A bagel with lox and a nice schmear of cream cheese may be, to some, the essence of Ashkenazi food, but it is actually more of what one might call nuevo-Jewish cuisine. It’s not all that traditional, and it’s not all that old because most Jews in Europe did not have access to salmon. The Jews of the shtetel were much more likely to have eaten carp (think gefilte fish) or herring.

For Eastern European Jews, many of whom were poor, fish was an important part of their diet because it was inexpensive. Fish had two other significant benefits. One, that it was pareve and could be eaten at a milk meal or a meat meal (although it is customary not to eat meat and fish together). Second, fish, when cured rather than cooked, does not need the same strict level of supervision as does meat.

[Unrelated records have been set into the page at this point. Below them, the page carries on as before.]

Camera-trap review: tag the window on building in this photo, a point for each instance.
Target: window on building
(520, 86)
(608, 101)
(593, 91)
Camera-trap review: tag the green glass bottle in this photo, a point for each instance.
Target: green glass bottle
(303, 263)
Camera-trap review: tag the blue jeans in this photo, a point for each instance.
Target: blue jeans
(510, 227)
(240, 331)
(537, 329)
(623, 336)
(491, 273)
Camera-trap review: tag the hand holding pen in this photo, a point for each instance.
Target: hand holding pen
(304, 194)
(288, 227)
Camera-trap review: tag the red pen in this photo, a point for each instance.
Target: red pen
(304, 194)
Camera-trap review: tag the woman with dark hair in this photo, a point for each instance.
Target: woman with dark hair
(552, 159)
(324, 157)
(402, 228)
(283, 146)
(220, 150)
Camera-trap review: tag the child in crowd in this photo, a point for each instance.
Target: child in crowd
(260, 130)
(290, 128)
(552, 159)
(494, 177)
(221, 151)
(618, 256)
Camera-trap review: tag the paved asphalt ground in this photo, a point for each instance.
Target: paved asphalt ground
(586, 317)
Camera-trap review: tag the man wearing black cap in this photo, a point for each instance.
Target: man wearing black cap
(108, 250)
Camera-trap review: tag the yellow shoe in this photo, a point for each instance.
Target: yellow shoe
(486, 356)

Lox became popular in the United States, where the Pacific Northwest offered an abundant supply of salmon. The best way of transporting the salmon was by curing it in a salt brine…and thus Lox (which is “lachs” in German and “laks” in Yiddish). With the invention of refrigeration, the demand shifted from lox, which is heavily salted, to smoked salmon, which is similar, but different.

There are several different types of cured salmon that the general public refer to simply as lox. Real lox is salted in brine and not smoked. Nova Lox originally referred to lox made with fish from Nova Scotia, but is not a reference to lox made with a milder brine. And finally, smoked salmon, which is less salty and more popular, is slowly smoked at low temperatures.